For married couples, the income threshold is doubled to $150,000. The phase-out threshold is $198,000. Lastly, the head of household threshold is $112,500 and it phases out at $136,500.

Many people are wondering when they will start receiving stimulus checks from the Treasury Department. If you provided your bank account information when filing your 2018 or 2019 federal taxes, stimulus money will be direct deposited during mid-April.

Those that did not provide bank account information will receive checks in the mail. Checks will be mailed out by the Treasury Department in late April.

2. Expanded Unemployment Insurance

Both federal and state governments are mandating that non-essential businesses close down. This is to comply with the government’s stay-at-home orders. The byproduct is that many employees are now unemployed due to the government’s action plan.

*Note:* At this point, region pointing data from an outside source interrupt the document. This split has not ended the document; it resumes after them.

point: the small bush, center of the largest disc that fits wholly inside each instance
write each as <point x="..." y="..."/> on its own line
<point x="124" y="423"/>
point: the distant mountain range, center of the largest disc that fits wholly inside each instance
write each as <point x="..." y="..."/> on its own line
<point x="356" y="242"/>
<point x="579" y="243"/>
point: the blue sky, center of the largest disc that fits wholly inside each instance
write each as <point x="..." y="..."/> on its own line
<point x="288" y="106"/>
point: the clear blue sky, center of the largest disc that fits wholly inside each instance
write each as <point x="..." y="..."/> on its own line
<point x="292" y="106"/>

To make this right for American workers, the CARES Act expands unemployment insurance. First, unemployment benefits are extended for an additional 13 weeks. This gives Americans another 3 months of money coming in.

In addition, the federal government is increasing unemployment payout. The feds are giving an additional $600 per week on top of what the states already provide.

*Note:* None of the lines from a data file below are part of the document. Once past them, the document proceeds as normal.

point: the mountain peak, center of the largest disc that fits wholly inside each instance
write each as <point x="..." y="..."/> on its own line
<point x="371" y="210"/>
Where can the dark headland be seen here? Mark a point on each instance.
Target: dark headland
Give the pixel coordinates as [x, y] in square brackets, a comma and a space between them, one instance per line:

Finally, the CARES Act expands the pool of eligible recipients. Self-employed and independent contractors are now eligible for unemployment. Also, anyone that cannot work due to a coronavirus impact is eligible for benefits.

3. Relaxed RMD Rules

There is help for retirees and investors as well. The government recognizes that many people depend on retirement accounts and investments to provide monthly income. In addition, economists do not want Americans to take an enormous loss on their investments.

Therefore, the feds relaxed the rules on the required minimum distribution (RMD). An RMD is the amount of money that must be annually withdrawn from eligible savings accounts. Individual Retirement Accounts (IRAs), for example, fall under this category.

How does this help Americans affected by corona virus? All three of the major stock market indexes have declined by over 30% due to the COVID-19 crisis. By waiving the RMD rule, investors can keep their money in their retirement account. The stock market is likely to bounce back eventually and investors can recoup their losses.

4. Waived Penalties and Loan Opportunities

Another benefit for Americans is that the CARES Act temporarily waived the early distribution penalty. This rule assessed taxes and a 10% penalty if you took out the money from an IRA prior to 59 ½ years old.

Now, you can take a hardship loan of up to $100,000 from your IRA. This saves you money because you will no longer be assessed the penalty.

The taxes on the withdrawal will still be required. However, you can now pay them over three years instead upon initial disbursement.

Finally, you can take out a larger loan from your employer’s retirement plan. In the past, the maximum loan was $50,000 but it has now doubled to $100,000.

5. Tax Relief and Charitable Donations

Both federal and state governments alike are giving relief on taxes. This will provide you short-term relief as your tax bill is no longer due in April.

The deadline for federal taxes has been pushed back to July 15th. This gives you an extra 3 months to pay Uncle Sam.

The CARES Act also recognizes that the adverse economic impacts of a national shutdown will negatively impact charities and non-profit organizations. As a result, the federal government relaxed the rules on charitable giving to promote more donations.

In the past, you used to have to itemize your taxes in order to deduct your charitable donations. The Tax Cuts and Job Act (TCJA) doubled the standard deduction leaving even fewer people itemizing their taxes.

The CARES Act allows a $300 above-the-line tax deduction for charitable donations. This gives individual tax filers an incentive to make donations if they are able to do so during this economic crisis.

Learning About the CARES Act

The corona virus pandemic has served as a rude awakening from a health and economic perspective. The good news is that the federal government is here to help. Steps like relaxing retirement account loan requirements will go a long way.